Non-GenericGeneric Replacement
ArrayListList<T>
BitArrayNo replacement exists
CollectionBaseCollection<T>
ComparerComparer<T>
CompatibleComparerComparer<T>
DictionaryBaseKeyedCollection<TKey,TItem>
HashtableDictionary<TKey,TValue>
ICollectionICollection<T>
IDictionaryIDictionary<TKey,TValue>
IListIList<T>
QueueQueue<T>
ReadOnlyCollectionBaseReadOnlyCollection<T>
SortedListSortedList<TKey, TValue>
StackStack<T>

Pros and Cons of each type:

Dictionary
When you want additions(fast), removals(fast), and lookups(average) to be very quick, and when you are not concerned about the order of the items in the collections, your first inclination should be to use a System.Collections.Generic.Dictionary<TKey, TValue>.

List
If your usage pattern requires few deletions and mostly additions, and if it is important for you to keep the collection in order, you may want to choose a List<T>. If you do not care about sorting or inserting items in the middle, nor do you care about looking up individual items in the list but want to iterate over complete list.

Queue
to implement a first-in-first-out (FIFO) order

Stack
to implement a last-in-first-out (LIFO) order

LinkedList
when you need to maintain order yet still achieve fast inserts. But increases increased activity by the garbage collector. While the actual act of inserting an item into a LinkedList<T> is much faster than doing so into a List<T>, finding the particular location at which you want to insert a new value still requires traversing the list to find the correct location.

SortedDictionary
uses a balanced tree implementation as the underlying data store; this provides relatively fast lookups and maintains items in a sorted order, but insertions will most likely be slower.

SortedList
which uses two separate arrays to maintain the keys and the values separately and to maintain them both in order

Extending Collections
The System.Collections.ObjectModel.Collection<T> class implements all of the standard collection interfaces, and your custom collection type can simply derive from Collection<Double> in order to provide the additional overload methods. You could also use extension methods in C# 3.0 to achieve the same.

Gist on Collection Interfaces

IEnumerable
methods:
GetEnumerator - returns IEnumerator

IEnumerator
methods:
Reset
Current
MoveNext

ICollection - extends IEnumerable
methods:
Add
Remove
Clear
Contains
CopyTo - copies items to an array
properties:
Count - Readonly count
IsReadOnly - items cannot be removed or added
(mutable items can be modified even if the collection is read-only).
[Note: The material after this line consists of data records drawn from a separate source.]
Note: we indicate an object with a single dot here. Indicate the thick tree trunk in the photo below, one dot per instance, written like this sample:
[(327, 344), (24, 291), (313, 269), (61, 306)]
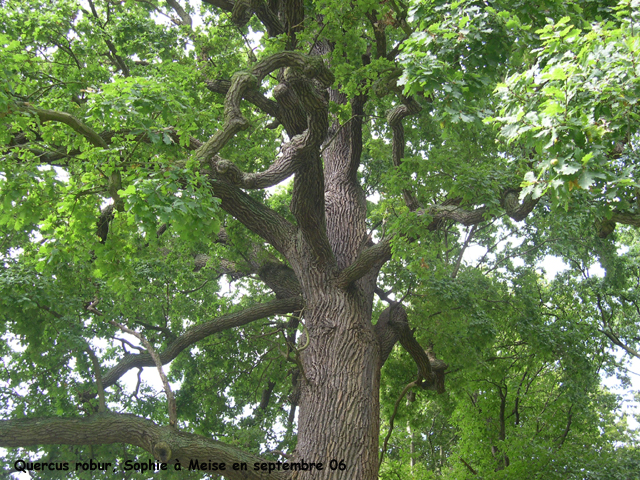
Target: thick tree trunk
[(339, 406)]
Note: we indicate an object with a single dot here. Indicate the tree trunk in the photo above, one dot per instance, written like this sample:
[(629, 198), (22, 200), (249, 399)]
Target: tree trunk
[(339, 407)]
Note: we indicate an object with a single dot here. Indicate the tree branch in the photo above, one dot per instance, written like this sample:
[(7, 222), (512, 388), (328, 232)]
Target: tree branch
[(165, 443), (199, 332), (184, 16), (376, 254), (395, 116), (515, 209)]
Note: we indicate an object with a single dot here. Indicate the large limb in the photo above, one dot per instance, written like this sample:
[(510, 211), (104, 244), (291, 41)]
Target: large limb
[(372, 257), (45, 115), (393, 326), (201, 331), (164, 443), (509, 201)]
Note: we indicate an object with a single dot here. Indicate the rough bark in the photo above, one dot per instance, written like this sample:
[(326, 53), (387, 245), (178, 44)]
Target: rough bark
[(165, 444)]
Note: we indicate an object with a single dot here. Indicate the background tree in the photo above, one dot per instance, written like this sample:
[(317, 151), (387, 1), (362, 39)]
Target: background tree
[(141, 142)]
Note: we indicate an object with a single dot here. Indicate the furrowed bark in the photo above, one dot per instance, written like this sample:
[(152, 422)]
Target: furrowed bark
[(515, 209), (395, 117), (258, 218), (165, 444), (369, 258)]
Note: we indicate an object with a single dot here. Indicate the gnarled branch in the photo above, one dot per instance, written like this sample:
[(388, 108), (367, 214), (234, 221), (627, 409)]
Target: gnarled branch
[(166, 444), (201, 331)]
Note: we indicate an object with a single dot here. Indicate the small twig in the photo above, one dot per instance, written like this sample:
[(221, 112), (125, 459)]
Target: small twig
[(173, 413), (102, 407), (123, 341)]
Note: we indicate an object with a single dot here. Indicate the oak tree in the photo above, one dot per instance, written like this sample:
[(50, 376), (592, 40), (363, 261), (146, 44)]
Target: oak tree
[(277, 197)]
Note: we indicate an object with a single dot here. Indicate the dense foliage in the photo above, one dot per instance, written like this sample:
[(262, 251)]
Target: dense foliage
[(489, 139)]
IList - extends ICollection
methods:
IndexOf
Insert
RemoveAt
indexer: allows to get and set any item in the collection, just as you can when using arrays


IDictionary - extends ICollection
methods:
Add - overload that associates a key with the item that is added
ContainsKey - method will check for the existence of a particular key
Properties:
Keys - returns an ICollection of all the keys
Values - returns an ICollection of all the values
remove - overload based on the key instead of the value
indexer: using the key.